Zip ties were invented in 1958 to bundle together wires on airplanes. They are still used on airplanes today that travel faster than 500 miles per hour and fly at over 35,000 feet.
My work investigates themes of personal history, shared history, and questioning material, and is definitely not concerned with airplanes or electrical wiring harnesses. However, the use of the zip tie has grown to include everything from attaching orange plastic mesh to wooden 2x4s cast in buckets of concrete to act as a barrier surrounding a messy construction site, to holding my fathers rickety lawnmower bag from falling off of its frame. They are even used as handcuffs and studs on bicycle tires. The resourceful style of thinking that has turned something simple into much more than what it was originally intended for is what I am transfixed by.
This, and the fact that there is always a way to force two or more unlikely materials together to create a functioning whole influence me to make what I do. Against odds of a materials chemical makeup, engineering and science come together to create a glue, a screw, a nut and bolt, or a tie to affix: wood to metal, metal to concrete, plastic to paper, glass to plastic, rubber to nylon. That is how we build our lives and what our lives are built from.

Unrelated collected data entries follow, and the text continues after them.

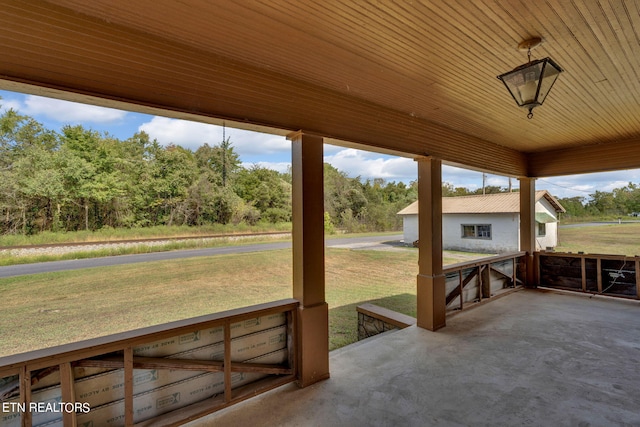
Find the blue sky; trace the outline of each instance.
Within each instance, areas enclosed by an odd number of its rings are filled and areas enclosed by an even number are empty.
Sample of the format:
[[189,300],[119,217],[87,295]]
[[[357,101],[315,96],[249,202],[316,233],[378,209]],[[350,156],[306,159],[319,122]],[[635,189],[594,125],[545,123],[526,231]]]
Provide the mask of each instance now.
[[[215,145],[222,141],[222,128],[209,124],[7,91],[0,91],[0,98],[0,113],[13,108],[52,130],[59,130],[66,124],[81,124],[88,129],[108,132],[119,139],[129,138],[143,130],[160,144],[173,143],[192,150],[205,142]],[[291,146],[284,137],[229,127],[226,128],[226,136],[231,138],[231,143],[245,166],[258,164],[285,171],[291,164]],[[324,156],[326,162],[351,177],[384,178],[387,181],[406,183],[417,179],[417,166],[408,158],[331,145],[325,145]],[[451,166],[443,167],[443,180],[456,187],[482,187],[481,173]],[[640,182],[640,170],[544,178],[537,180],[536,188],[549,190],[556,197],[588,197],[596,190],[611,191],[630,181]],[[487,185],[506,187],[508,178],[487,175],[486,182]],[[513,179],[513,185],[517,188],[517,179]]]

In my work I choose to have a hand-made quality, or do-it-yourself-ness that reflects the way civilizations often construct things, solve problems and fix things with what is readily available and cheap. I grew up around the ultimate handyman way of life and let this guide many of the decisions I make in constructing my work. And although the zip tie may not be the finest quick fix solution for a technical problem that pops into a jack-of-all-trades head, nor is it always an aesthetically pleasing fastener for the typical creative maker, it is one of mine.